How We Ship Strains
The CGSC generally distributes strains on sterile filter disks that have been impregnated with a small amount of glycerolized culture and wrapped in sterile foil.
Cultures distributed on filter disks
Cultures are viable in this state for approximately 12-15 days at room temperature, but we suggest that you culture the strains as soon as possible upon their arrival. If for some reason there is a delay in reviving the strains, the best way to preserve them is to store the wrapped filter disks at -80 deg. C until you can revive them.
To resuscitate the strain, aseptically place the disk onto a suitable agar plate (typically LB agar). Then rehydrate the disk with a drop of sterile LB broth and isolation streak out from the fluid surrounding the disk to obtain isolated colonies. The filter disk can be left on the plate during incubation. The resulting isolated colonies can then be screened to check their genetic markers and antibiotic resistance phenotypes.
Carefully unwrap filter disk
Using sterile forceps transfer disk to agar plate
Rehydrate filter disk with 1 drop of broth
Isolation streak from moisture around disk
Because the strains are shipped on filter disks rather than plates, tubes or vials, they are often packaged in an envelope rather than a box. This reduces shipping costs and also often prevents the strains from having long delivery delays clearing customs.
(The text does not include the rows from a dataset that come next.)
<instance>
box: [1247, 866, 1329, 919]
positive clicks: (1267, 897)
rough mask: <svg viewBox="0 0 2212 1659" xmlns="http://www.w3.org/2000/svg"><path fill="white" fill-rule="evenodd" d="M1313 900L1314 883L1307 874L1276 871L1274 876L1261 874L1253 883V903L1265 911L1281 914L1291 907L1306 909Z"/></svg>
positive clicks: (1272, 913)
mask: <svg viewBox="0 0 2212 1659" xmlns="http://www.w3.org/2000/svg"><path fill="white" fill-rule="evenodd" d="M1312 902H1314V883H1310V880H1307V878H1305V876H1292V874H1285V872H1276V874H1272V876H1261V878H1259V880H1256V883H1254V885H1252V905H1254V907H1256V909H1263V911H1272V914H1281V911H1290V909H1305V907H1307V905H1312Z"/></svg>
Shipping strains on filter disks rather than stab cultures has also been shown to significantly reduce the incidence of spontaneous mutations during transit (1).
Depending on the number of strains being shipped and the shipping destination, strains may be mailed in any one of the three kinds of envelopes shown below:
It has always been our policy to replace, at no cost, any cultures that cannot be revived upon delivery.
1) Spira, B, R de Almeida Toledo, RP Maharjan, T Ferenci 2011. The uncertain consequences of transferring bacterial strains between laboratories - rpoS instability as an example. BMC Microbiol. 11:248-.